Eur J Immunol 2002 Aug;32(8):2133-44
Alt C, Laschinger M, Engelhardt B.
Max-Planck Institute for Physiological and Clinical Research, W. G. Kerckhoff-Institute, Department of Vascular Cell Biology, Bad Nauheim, Germany.
Migration of autoaggressive T cells across the blood-brain barrier (BBB) is critically involved in the initiation of experimental autoimmune encephalomyelitis (EAE), an animal model for multiple sclerosis.
The direct involvement of chemokines in this process was suggested by our recent observation that G-protein-mediated signaling is required to promote adhesion strengthening of encephalitogenic T cells on BBB endothelium in vivo.
To search for chemokines present at the BBB, we performed in situ hybridizations and immunohistochemistry and found expression of the lymphoid chemokines CCL19/ELC and CCL21/SLC in venules surrounded by inflammatory cells.

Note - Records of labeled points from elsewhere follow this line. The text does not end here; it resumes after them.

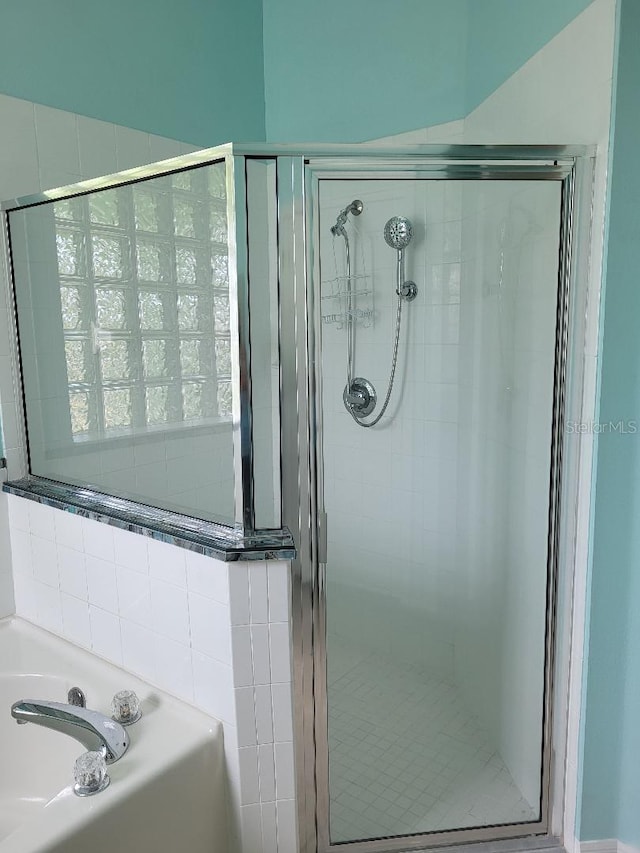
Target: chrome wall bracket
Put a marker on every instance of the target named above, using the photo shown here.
(408, 291)
(360, 398)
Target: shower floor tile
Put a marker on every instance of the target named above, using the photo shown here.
(406, 756)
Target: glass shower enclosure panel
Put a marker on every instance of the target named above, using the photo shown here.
(436, 576)
(134, 295)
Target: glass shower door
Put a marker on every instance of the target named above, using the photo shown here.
(437, 570)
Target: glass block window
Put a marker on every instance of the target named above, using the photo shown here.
(144, 292)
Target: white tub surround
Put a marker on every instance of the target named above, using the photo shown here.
(214, 634)
(166, 793)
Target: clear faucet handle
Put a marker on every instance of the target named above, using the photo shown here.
(125, 708)
(90, 774)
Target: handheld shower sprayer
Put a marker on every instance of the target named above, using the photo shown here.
(359, 395)
(398, 233)
(354, 208)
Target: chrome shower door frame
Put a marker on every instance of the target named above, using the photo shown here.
(299, 174)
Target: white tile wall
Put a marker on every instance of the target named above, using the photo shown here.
(214, 634)
(162, 612)
(563, 95)
(390, 491)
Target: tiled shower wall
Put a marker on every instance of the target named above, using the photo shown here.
(214, 634)
(507, 349)
(563, 95)
(390, 491)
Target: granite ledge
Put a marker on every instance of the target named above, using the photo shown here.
(202, 537)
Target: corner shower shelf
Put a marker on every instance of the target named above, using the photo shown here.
(340, 289)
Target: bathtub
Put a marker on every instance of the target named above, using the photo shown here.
(167, 792)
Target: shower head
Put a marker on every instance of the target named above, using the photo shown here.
(355, 208)
(398, 232)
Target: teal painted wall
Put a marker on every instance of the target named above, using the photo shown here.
(610, 805)
(504, 34)
(191, 70)
(348, 72)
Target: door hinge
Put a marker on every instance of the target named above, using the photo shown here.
(322, 537)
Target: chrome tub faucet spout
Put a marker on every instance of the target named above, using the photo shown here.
(97, 732)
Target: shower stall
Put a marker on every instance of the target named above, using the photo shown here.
(388, 350)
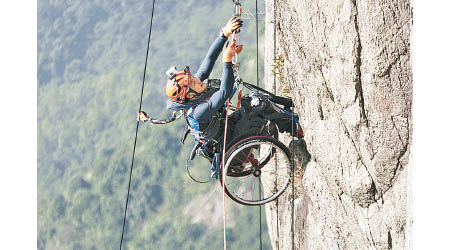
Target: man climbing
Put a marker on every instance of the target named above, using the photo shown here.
(203, 103)
(189, 92)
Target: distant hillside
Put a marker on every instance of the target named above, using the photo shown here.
(90, 64)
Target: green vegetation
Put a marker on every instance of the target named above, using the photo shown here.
(91, 57)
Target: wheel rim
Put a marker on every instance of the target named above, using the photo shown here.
(257, 172)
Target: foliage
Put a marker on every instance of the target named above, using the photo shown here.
(90, 61)
(278, 70)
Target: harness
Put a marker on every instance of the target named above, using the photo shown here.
(198, 130)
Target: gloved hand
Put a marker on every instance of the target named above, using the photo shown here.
(233, 24)
(231, 51)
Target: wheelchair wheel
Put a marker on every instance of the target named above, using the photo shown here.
(258, 170)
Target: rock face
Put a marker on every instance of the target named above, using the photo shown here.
(347, 65)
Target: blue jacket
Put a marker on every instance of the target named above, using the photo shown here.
(203, 109)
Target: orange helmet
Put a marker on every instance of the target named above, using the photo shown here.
(178, 84)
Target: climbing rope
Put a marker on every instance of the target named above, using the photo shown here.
(137, 126)
(223, 179)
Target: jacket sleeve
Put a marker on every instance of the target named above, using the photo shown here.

Their expression was paralleled by the presence of their common receptor CCR7 in inflammatory cells in brain and spinal cord sections of mice afflicted with EAE.
Encephalitogenic T cells showed surface expression of CCR7 and the alternative receptor for CCL21, CXCR3.

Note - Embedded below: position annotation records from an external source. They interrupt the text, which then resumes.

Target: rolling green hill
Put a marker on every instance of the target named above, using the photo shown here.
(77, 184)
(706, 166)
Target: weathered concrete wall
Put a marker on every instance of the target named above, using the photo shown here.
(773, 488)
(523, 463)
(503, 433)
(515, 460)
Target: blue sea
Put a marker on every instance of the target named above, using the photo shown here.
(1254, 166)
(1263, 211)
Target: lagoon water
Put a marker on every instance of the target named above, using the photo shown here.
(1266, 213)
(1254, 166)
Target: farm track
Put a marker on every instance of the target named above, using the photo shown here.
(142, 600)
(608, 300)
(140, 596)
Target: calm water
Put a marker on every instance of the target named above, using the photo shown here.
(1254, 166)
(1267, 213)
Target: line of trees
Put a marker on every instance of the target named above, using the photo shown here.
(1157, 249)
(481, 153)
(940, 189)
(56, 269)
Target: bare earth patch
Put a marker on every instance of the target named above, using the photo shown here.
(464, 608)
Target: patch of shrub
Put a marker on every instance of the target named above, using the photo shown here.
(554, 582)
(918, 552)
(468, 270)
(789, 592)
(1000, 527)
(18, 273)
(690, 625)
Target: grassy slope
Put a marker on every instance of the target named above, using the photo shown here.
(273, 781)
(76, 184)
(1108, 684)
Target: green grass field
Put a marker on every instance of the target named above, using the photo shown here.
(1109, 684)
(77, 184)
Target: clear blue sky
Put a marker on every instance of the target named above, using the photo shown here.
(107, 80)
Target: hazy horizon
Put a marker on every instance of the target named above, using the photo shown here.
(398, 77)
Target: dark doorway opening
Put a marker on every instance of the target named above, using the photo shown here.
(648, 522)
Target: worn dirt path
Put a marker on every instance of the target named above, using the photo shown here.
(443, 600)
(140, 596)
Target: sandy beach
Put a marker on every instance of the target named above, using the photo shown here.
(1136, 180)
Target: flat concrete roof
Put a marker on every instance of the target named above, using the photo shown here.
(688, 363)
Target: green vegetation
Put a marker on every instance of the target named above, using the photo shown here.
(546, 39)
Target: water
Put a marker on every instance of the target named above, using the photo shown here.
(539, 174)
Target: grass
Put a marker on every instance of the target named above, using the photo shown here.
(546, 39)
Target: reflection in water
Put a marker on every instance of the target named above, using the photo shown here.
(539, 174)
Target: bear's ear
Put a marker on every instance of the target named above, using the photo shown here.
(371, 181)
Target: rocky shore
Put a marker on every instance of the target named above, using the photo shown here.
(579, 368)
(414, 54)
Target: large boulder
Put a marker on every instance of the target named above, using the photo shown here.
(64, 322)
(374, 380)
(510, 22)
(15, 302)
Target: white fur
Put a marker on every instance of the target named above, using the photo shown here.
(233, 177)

They specifically chemotaxed towards both CCL19 or CCL21 in a concentration dependent and pertussis toxin-sensitive manner comparable to naive lymphocytes in vitro.

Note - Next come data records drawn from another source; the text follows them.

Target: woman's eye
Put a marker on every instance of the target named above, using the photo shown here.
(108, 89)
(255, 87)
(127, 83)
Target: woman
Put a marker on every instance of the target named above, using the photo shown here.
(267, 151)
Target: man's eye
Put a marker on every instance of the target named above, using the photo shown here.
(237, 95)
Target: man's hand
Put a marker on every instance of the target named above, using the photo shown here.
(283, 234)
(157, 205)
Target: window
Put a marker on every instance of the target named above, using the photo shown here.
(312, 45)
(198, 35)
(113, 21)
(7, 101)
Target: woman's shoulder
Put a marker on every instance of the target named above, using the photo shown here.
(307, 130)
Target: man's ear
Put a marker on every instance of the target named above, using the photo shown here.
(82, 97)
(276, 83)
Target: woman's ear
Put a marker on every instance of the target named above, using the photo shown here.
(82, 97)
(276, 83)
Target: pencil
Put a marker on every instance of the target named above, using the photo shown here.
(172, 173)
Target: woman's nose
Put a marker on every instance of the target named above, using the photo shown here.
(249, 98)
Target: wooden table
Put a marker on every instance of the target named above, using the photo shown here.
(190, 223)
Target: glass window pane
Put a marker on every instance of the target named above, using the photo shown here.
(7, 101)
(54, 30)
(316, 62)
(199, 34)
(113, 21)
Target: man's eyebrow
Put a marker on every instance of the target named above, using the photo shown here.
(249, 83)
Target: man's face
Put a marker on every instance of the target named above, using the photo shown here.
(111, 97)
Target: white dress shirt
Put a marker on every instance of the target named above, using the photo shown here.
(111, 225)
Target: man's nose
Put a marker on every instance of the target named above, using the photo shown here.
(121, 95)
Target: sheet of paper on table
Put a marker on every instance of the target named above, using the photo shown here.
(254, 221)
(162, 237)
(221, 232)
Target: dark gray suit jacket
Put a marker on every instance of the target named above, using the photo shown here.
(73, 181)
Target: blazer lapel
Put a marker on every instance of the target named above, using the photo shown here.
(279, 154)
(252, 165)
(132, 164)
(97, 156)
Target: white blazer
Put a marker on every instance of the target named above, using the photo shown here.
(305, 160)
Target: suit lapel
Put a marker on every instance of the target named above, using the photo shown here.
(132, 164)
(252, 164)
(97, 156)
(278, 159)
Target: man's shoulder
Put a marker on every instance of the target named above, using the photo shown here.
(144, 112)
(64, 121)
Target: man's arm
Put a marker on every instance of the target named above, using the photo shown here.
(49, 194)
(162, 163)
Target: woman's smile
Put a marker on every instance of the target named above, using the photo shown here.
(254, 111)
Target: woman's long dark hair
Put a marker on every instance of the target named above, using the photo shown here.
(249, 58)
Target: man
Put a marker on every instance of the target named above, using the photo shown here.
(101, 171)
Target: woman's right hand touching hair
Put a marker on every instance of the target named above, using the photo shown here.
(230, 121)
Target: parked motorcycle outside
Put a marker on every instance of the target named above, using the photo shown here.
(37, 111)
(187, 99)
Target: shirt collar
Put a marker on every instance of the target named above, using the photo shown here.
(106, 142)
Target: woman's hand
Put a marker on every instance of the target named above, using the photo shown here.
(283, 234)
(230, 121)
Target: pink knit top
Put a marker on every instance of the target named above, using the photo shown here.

Binding assays on frozen sections of EAE brains demonstrated a functional involvement of CCL19 and CCL21 in adhesion strengthening of encephalitogenic T lymphocytes to inflamed venules in the brain.
Taken together our data suggest that the lymphoid chemokines CCL19 and CCL21 besides regulating lymphocyte homing to secondary lymphoid tissue are involved in T lymphocyte migration into the immunoprivileged central nervous system during immunosurveillance and chronic inflammation.